Travelling Blind: The Space Needle, Seattle

Updated: Sep 10, 2020

If like me, you suffer from those silly daft moments then you will understand my confusion here...

It’s September 2005, and I’m off to Las Vegas on a hen weekend with 3 of my best friends. I had never been before, and I’m in my early 20s just starting out my travelling experiences. I’m a mum with a young child, so my life pretty much consisted of The Tweenies, Clifford the Big Red Dog and Balamory. So, when I get to Las Vegas and mistake the Stratosphere for the Space Needle, I think I can be excused. I can still name all the Tweenies though!

Now let us jump ahead to 14 years later when I get to visit the real Space Needle. You know the one in Seattle…

Seattle has been on my list for a long time. With so many people saying how Seattle and San Francisco are similar, I knew it would be a place I would love. So, because Jade wanted to visit the University of Washington, Seattle, we added the city of Seattle to our state hopping trip... any excuse!!

Getting Tickets

Although usually we always recommend pre-booking tickets for tourist attractions, we actually hadn’t this time. I had read and been told go up when the weather is good for the best views. So based on the weather forecast for our short stay, we decided which day would be best......and it turned out to be an overcast day. Despite this, visibility was still good.

We decided to walk to the Space Needle from our hotel as it was the best way to see more of the city in the short time we had there. It was only a 20-minute walk but easy to find (I mean you just look up and follow it if you get lost).

Upon arriving, it was quite something, seeing this HUGE structure...I had no idea how big it really was. I was shocked that there were no queue lines but thought maybe the weather had put people off, and it was also late afternoon/early evening.

Purchasing tickets was super easy, Jade did it all on the touch screen kiosks dotted around the base of the Space Needle. There are a few different tickets you can get as they also have botanical gardens you might wish to walk around. However, we just opted for the basic entry as it was getting late, and we would still need feeding.

As we were walking around to the entrance, a Space Needle Customer Advisor came running towards us asking if we had purchased tickets. Jade is holding them in her hand, and we respond flapping them around. He proceeded to take them off her and said give me a minute before heading back to a ticket booth. We were just stood there very confused, like what’s going on? When he returns, he gives us back some tickets and says you can go in for free. We were refunded the $70 back to my card.

Now I did have Rick (my white cane) with me, so we’re not sure if it was because I’m disabled or another reason, but either way, how very kind of them.

The Observation Decks

We walked up the winding slope to enter, there are lots of fun facts and interactive bits in this walk-up, so on a busy day, if there is a big line, it will keep you entertained. You walk through the gift shop to get into an elevator, which then takes you up to the viewing point. In the elevator, a staff member spoke about the Space Needle’s history and how it was actually built for the 1962 fair. There are two floors from which you can observe the city of Seattle, but the lift was only stopping on the top floor when we went. We were able to use the stairs to reach the lower deck.
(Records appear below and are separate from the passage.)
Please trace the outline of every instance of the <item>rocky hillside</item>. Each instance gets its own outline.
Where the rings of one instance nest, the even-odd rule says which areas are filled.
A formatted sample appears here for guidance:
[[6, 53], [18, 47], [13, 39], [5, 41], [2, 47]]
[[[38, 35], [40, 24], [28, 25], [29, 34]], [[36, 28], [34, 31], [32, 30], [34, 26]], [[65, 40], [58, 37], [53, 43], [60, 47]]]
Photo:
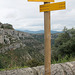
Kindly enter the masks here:
[[[56, 34], [52, 34], [52, 39]], [[0, 23], [1, 67], [24, 66], [30, 60], [44, 61], [44, 34], [29, 34], [16, 31], [10, 24]]]
[[[47, 70], [47, 72], [49, 72]], [[0, 75], [45, 75], [44, 66], [0, 71]], [[75, 75], [75, 61], [51, 65], [51, 75]]]

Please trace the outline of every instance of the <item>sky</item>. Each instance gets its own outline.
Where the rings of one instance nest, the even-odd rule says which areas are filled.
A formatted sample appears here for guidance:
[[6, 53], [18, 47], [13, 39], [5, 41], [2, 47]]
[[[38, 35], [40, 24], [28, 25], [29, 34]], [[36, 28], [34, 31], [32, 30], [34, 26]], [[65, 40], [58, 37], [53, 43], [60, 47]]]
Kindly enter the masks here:
[[[66, 10], [51, 11], [51, 30], [62, 31], [75, 28], [75, 0], [66, 1]], [[39, 6], [43, 2], [27, 0], [0, 0], [0, 22], [12, 24], [15, 29], [39, 31], [44, 30], [44, 12]]]

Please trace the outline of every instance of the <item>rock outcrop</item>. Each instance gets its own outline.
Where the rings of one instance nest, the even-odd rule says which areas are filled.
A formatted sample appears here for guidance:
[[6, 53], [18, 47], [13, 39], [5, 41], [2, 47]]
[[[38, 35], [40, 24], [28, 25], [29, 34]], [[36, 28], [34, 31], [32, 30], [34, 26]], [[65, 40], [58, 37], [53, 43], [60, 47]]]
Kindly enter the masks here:
[[[0, 75], [45, 75], [44, 66], [0, 71]], [[51, 75], [75, 75], [75, 61], [52, 64]]]

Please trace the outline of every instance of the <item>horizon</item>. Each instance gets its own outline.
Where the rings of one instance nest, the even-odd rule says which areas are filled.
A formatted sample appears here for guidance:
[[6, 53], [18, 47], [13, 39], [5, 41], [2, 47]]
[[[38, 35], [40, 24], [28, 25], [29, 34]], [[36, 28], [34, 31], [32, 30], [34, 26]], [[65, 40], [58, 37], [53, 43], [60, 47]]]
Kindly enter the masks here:
[[[63, 0], [55, 2], [59, 1]], [[66, 10], [51, 11], [51, 30], [62, 31], [64, 26], [75, 28], [74, 3], [75, 0], [66, 0]], [[14, 29], [44, 30], [44, 13], [39, 12], [39, 5], [42, 4], [27, 0], [0, 0], [0, 22], [12, 24]]]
Once you’re there, you can walk around at your leisure... or stand on the rotating floor and let it do the work for you. The rotating floor is called The Loupe and is known for currently being the world’s first and only rotating glass floor. This can be found on the lower level.

On the upper level, the whole perimeter is a slanted Perspex glass from floor to ceiling. If you are brave enough, you can lean back on this creating a great photo opportunity. However, although I stood in the glass box in the Sears/Willis Tower in Chicago, I wasn’t brave enough for this. We walked around the whole outside edge admiring the views.

The elevators were not working, so getting down the spiral stairs was a challenge, but we managed. We walked around looking at the views and getting photos at the Skyhigh Selfie photo opportunity stands. This is actually really cool; you pop your email address into the device, and it takes your photo and emails it to you.

There are lots of food and drink stands and more facts on boards and plaques about the needle scattered around. It wasn’t too busy, so we didn’t feel we needed to be up there that long. As the sun was going down, we decided it was time to leave as we needed to go and stuff our faces with some delicious local cuisine.